Pharmacists are being sued more often for “failure to counsel.” In many of these cases, the chart shows a single line: “Any questions?” Plaintiffs’ experts argue that is not counseling, and juries agree. The legal backbone is OBRA ’90. It set a national floor for counseling and prospective DUR. States then expanded it. In court, OBRA ’90 becomes the standard of care, and a weak “offer” turns into evidence of breach. This article explains why “Any questions?” does not protect you, how OBRA ’90 is used against pharmacists, and what reliable counseling and documentation look like in real practice.

What OBRA ’90 Actually Requires

OBRA ’90 ties payment to a professional duty: before dispensing to ambulatory Medicaid patients, the pharmacy must complete a prospective drug utilization review and make an offer to counsel. Most states later applied similar rules to all patients. Courts look to these elements when deciding what a reasonable pharmacist should do.

  • Prospective DUR: screen the profile for therapeutic duplication, drug–drug interactions, incorrect dose or duration, clinical abuse/misuse, contraindications/allergies, and unreasonable therapy.
  • Offer to counsel by a pharmacist: the pharmacist must provide counseling when accepted. Technicians can relay the offer, but the content must come from the pharmacist.
  • Core counseling points typically include: drug name/purpose, dose/route/schedule, how to take, key side effects and what to do, significant interactions, missed-dose instructions, self-monitoring parameters, storage, and refills.

Why it matters: these items define the professional task you must complete. If harm occurs in an area OBRA expects you to address, a plaintiff will argue you breached the standard.

How Plaintiffs Use OBRA ’90 in Court

Every negligence case turns on four things: duty, breach, causation, and damages.
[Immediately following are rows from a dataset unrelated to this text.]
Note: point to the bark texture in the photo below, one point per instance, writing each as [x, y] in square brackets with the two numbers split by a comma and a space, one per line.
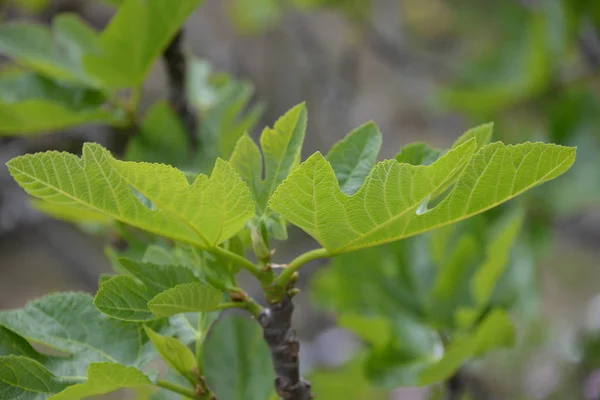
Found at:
[276, 321]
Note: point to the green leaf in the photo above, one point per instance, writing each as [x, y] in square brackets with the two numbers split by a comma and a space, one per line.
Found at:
[418, 154]
[162, 138]
[187, 297]
[127, 297]
[70, 214]
[392, 203]
[451, 290]
[485, 279]
[353, 157]
[176, 354]
[56, 106]
[481, 133]
[495, 331]
[123, 298]
[413, 348]
[70, 323]
[135, 38]
[225, 113]
[205, 213]
[281, 146]
[57, 54]
[22, 378]
[104, 378]
[247, 161]
[377, 331]
[237, 360]
[256, 17]
[345, 383]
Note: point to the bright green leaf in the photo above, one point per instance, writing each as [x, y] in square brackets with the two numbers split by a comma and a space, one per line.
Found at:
[127, 297]
[481, 133]
[175, 353]
[392, 203]
[187, 297]
[104, 378]
[123, 298]
[70, 214]
[418, 154]
[237, 360]
[135, 38]
[281, 146]
[70, 323]
[205, 213]
[353, 157]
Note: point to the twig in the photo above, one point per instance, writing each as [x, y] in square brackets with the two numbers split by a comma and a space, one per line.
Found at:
[276, 321]
[175, 63]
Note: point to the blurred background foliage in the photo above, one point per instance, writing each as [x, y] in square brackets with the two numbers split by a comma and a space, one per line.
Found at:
[423, 70]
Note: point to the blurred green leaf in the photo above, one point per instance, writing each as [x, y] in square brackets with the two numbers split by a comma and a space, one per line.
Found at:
[345, 383]
[254, 17]
[162, 138]
[413, 348]
[54, 105]
[495, 331]
[24, 378]
[135, 38]
[237, 360]
[225, 113]
[104, 378]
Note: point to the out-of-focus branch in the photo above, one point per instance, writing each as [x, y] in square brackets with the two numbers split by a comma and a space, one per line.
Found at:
[175, 62]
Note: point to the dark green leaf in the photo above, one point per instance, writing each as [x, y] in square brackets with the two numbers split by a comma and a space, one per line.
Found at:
[237, 360]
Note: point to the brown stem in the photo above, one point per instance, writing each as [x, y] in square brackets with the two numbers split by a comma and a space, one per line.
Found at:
[276, 321]
[176, 66]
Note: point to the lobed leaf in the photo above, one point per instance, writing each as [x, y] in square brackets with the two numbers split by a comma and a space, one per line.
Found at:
[58, 54]
[55, 105]
[392, 203]
[176, 354]
[353, 157]
[127, 297]
[237, 360]
[281, 146]
[205, 213]
[22, 378]
[187, 297]
[70, 323]
[135, 38]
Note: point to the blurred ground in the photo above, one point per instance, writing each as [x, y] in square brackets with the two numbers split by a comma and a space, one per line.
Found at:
[310, 57]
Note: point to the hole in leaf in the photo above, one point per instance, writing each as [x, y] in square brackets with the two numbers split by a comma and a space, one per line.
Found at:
[143, 199]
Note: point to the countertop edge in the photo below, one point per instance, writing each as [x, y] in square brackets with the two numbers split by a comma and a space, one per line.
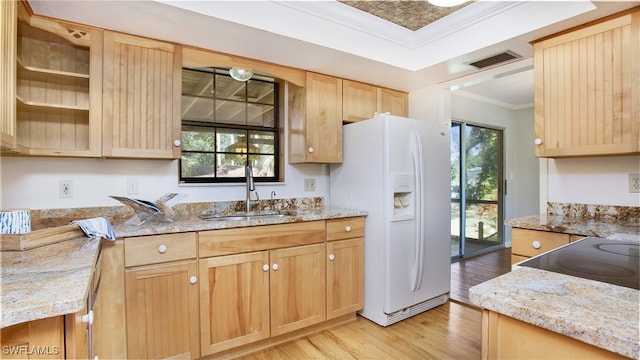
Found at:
[547, 300]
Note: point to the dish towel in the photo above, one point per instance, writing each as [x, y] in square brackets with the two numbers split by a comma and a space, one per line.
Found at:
[96, 227]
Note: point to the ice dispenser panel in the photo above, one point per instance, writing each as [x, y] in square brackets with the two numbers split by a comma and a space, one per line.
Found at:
[403, 196]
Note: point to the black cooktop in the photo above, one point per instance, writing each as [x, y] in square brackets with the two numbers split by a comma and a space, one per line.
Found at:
[606, 260]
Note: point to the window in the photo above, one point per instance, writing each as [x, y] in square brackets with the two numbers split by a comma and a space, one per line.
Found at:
[225, 124]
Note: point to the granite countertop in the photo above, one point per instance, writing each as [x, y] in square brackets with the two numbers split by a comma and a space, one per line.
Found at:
[190, 222]
[604, 228]
[593, 312]
[47, 281]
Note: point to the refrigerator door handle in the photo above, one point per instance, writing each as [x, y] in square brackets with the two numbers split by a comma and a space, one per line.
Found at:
[418, 261]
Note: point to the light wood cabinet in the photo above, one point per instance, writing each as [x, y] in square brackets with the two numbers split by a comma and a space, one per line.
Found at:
[345, 266]
[361, 101]
[504, 337]
[587, 90]
[297, 287]
[315, 120]
[57, 88]
[526, 243]
[234, 300]
[38, 339]
[8, 39]
[141, 102]
[162, 299]
[250, 296]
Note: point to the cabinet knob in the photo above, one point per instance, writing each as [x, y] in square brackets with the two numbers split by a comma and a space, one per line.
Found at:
[87, 318]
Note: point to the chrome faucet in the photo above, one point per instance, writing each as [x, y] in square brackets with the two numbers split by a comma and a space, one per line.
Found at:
[248, 172]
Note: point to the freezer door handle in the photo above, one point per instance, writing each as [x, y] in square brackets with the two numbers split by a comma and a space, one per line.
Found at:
[417, 158]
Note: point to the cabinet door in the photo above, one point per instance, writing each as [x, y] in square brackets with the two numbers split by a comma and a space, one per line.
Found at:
[234, 300]
[141, 103]
[58, 88]
[8, 36]
[359, 101]
[298, 290]
[315, 120]
[162, 311]
[587, 90]
[393, 101]
[345, 277]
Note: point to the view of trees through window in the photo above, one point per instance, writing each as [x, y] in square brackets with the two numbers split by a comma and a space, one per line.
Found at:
[225, 125]
[476, 173]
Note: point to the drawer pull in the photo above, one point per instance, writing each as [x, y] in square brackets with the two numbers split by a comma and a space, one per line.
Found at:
[87, 318]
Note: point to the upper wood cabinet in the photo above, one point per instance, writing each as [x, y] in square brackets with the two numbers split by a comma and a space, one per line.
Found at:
[361, 101]
[8, 37]
[587, 89]
[56, 87]
[315, 120]
[141, 103]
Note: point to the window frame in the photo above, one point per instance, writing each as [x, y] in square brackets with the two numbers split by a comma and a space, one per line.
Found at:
[212, 126]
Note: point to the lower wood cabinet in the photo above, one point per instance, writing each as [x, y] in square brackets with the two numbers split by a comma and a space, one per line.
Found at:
[253, 296]
[162, 299]
[526, 243]
[230, 291]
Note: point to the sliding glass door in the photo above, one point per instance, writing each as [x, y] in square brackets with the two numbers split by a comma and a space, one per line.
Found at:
[476, 190]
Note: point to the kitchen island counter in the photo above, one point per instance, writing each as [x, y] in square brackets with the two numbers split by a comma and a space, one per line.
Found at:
[604, 228]
[596, 313]
[46, 281]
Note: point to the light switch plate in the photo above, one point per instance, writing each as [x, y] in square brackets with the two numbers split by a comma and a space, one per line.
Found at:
[309, 184]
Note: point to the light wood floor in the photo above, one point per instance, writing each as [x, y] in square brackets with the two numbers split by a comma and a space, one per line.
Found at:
[450, 331]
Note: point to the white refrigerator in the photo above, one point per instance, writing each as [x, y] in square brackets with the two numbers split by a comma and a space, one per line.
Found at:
[398, 171]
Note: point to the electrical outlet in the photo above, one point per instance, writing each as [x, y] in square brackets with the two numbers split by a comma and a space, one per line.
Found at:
[132, 186]
[309, 184]
[66, 188]
[634, 183]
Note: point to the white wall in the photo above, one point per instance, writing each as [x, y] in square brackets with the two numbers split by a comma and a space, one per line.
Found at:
[589, 180]
[33, 182]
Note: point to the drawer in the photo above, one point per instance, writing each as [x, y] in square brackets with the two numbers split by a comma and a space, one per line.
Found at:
[257, 238]
[155, 249]
[530, 243]
[345, 228]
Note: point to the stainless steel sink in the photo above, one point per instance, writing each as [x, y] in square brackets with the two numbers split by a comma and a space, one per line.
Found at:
[243, 216]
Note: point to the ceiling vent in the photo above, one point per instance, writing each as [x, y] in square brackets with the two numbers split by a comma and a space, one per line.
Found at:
[495, 59]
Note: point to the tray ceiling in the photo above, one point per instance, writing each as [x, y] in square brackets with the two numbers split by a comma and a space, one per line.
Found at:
[410, 14]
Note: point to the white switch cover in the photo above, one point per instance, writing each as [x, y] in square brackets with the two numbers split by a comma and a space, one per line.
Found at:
[634, 183]
[132, 186]
[309, 184]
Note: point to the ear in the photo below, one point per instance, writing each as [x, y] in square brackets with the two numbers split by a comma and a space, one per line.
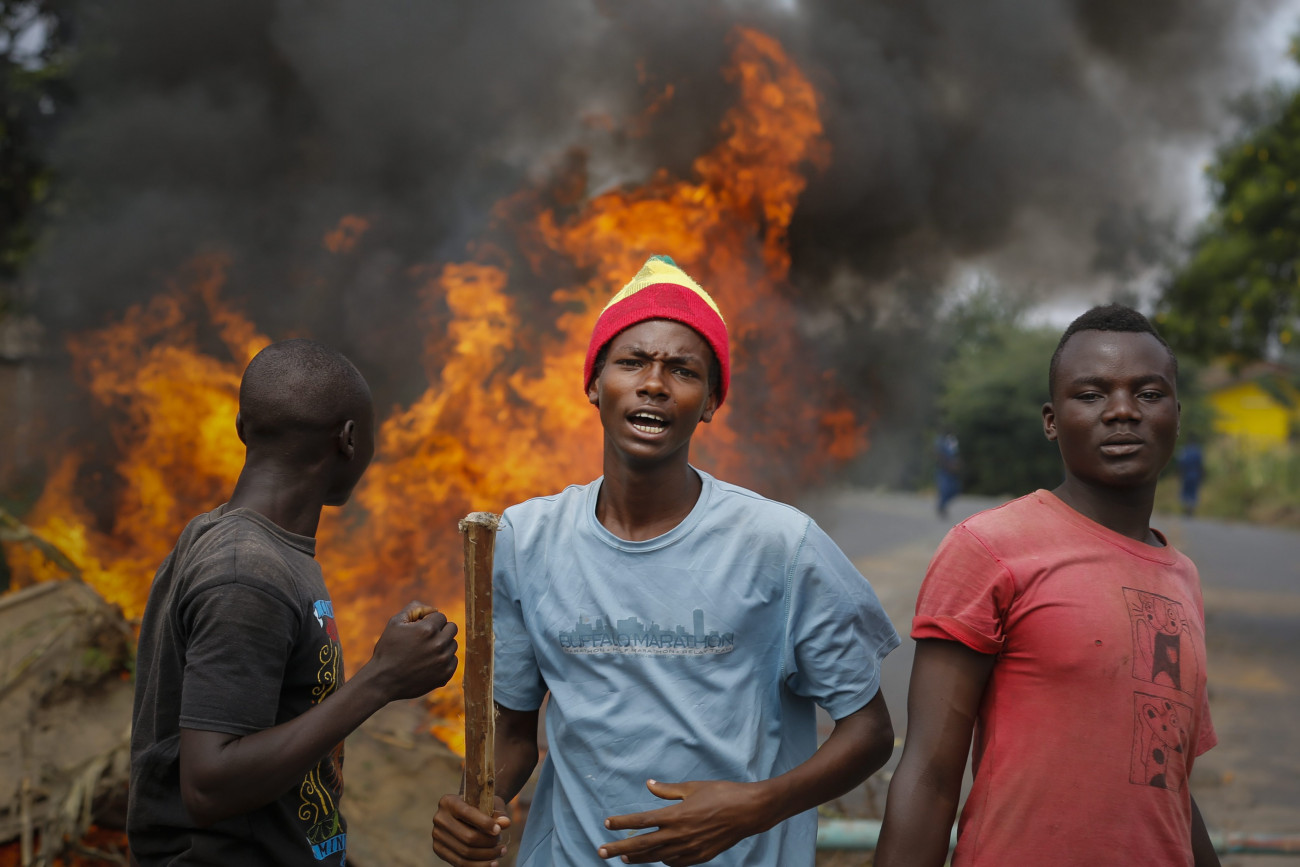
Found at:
[710, 407]
[347, 439]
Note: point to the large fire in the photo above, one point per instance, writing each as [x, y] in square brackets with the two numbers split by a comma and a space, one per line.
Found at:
[503, 416]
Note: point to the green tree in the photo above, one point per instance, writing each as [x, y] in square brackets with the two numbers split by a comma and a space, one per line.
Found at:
[1239, 290]
[34, 91]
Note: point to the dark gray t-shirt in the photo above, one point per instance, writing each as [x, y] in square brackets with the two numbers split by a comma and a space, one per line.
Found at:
[238, 636]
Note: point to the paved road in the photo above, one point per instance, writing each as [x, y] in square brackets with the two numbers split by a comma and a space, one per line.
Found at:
[1251, 580]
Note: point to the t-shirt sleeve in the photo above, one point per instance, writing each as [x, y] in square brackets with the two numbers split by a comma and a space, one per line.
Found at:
[241, 640]
[965, 595]
[836, 631]
[516, 677]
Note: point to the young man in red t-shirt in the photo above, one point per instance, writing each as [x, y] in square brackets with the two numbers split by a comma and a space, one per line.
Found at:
[1067, 637]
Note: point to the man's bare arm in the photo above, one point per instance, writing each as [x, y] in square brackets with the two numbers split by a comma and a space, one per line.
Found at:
[714, 815]
[464, 836]
[225, 775]
[1203, 848]
[948, 683]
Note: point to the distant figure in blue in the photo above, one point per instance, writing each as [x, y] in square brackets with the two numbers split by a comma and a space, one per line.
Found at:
[1191, 471]
[948, 469]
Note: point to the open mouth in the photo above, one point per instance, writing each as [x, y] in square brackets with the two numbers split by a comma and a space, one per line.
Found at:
[649, 421]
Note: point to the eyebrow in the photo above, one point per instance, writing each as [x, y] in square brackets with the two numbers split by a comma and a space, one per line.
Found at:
[1136, 381]
[685, 358]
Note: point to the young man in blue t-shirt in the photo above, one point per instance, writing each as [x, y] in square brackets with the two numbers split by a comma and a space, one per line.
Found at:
[684, 629]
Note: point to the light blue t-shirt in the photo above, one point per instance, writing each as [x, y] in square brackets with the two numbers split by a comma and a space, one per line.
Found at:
[694, 655]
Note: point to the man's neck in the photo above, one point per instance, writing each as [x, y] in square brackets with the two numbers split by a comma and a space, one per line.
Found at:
[641, 503]
[281, 495]
[1126, 511]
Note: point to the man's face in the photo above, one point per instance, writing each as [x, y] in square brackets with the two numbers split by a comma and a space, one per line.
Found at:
[653, 390]
[1114, 408]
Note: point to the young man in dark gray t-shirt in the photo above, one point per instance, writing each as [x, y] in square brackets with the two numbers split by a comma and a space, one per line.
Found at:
[241, 706]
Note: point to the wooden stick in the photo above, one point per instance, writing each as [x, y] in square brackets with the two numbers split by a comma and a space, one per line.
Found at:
[480, 532]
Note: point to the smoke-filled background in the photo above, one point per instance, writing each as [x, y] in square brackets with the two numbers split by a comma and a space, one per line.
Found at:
[1044, 143]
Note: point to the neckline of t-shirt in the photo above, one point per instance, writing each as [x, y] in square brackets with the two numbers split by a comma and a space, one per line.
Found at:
[676, 533]
[304, 543]
[1164, 554]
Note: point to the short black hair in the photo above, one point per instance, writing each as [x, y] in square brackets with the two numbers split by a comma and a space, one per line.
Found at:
[299, 385]
[1108, 317]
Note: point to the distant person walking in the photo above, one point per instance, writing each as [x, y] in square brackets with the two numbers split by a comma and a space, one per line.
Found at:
[1191, 472]
[948, 467]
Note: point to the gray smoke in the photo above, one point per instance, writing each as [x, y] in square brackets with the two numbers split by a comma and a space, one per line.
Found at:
[1031, 138]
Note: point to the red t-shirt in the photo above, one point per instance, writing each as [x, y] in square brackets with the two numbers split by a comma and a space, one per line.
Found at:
[1096, 706]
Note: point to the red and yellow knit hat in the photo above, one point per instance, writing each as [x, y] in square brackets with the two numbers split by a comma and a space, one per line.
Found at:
[662, 290]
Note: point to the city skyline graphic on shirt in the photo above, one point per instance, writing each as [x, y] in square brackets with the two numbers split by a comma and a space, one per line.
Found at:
[602, 634]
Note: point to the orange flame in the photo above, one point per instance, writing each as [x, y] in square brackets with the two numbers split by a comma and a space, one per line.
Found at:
[505, 416]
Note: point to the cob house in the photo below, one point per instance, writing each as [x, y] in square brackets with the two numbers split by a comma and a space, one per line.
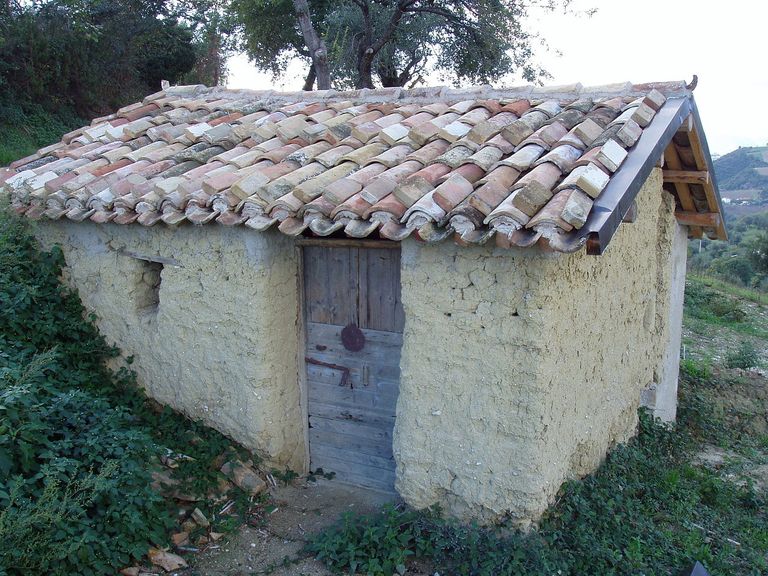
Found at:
[461, 295]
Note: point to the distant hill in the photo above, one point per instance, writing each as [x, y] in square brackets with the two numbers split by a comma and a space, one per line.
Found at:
[745, 170]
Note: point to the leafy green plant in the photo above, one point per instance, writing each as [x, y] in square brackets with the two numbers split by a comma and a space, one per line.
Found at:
[645, 511]
[79, 442]
[698, 370]
[285, 476]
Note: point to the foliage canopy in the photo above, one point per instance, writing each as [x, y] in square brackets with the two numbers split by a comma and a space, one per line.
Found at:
[397, 42]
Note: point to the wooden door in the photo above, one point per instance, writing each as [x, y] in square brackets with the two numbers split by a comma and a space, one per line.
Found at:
[354, 329]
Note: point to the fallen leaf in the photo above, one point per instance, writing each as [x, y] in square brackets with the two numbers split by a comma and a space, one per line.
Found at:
[167, 561]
OBRA ’90 and state rules help plaintiffs prove the first two.

  • Duty: statutes, regulations, and your own policies show you were obligated to screen and counsel.
  • Breach: a log entry like “Any questions?” or “Patient declined,” with no detail, makes it easy to argue you did not provide the required counseling or DUR. Corporate metrics and staffing emails can reinforce a “cut corners” narrative.
  • Causation: experts testify that if you had warned the patient about the key risk, they would have behaved differently—called the prescriber, refused the drug, or sought care sooner—preventing or reducing harm.

Common fact patterns:

  • High-alert drugs: insulin mix-ups, warfarin with interacting antibiotics, methotrexate taken daily instead of weekly, opioids with benzodiazepines.
  • New therapy or dose change: no counseling on titration or red flags leads to hospitalization.
  • Look-alike/sound-alike: dispensed wrong drug; meaningful counseling would have uncovered the mismatch.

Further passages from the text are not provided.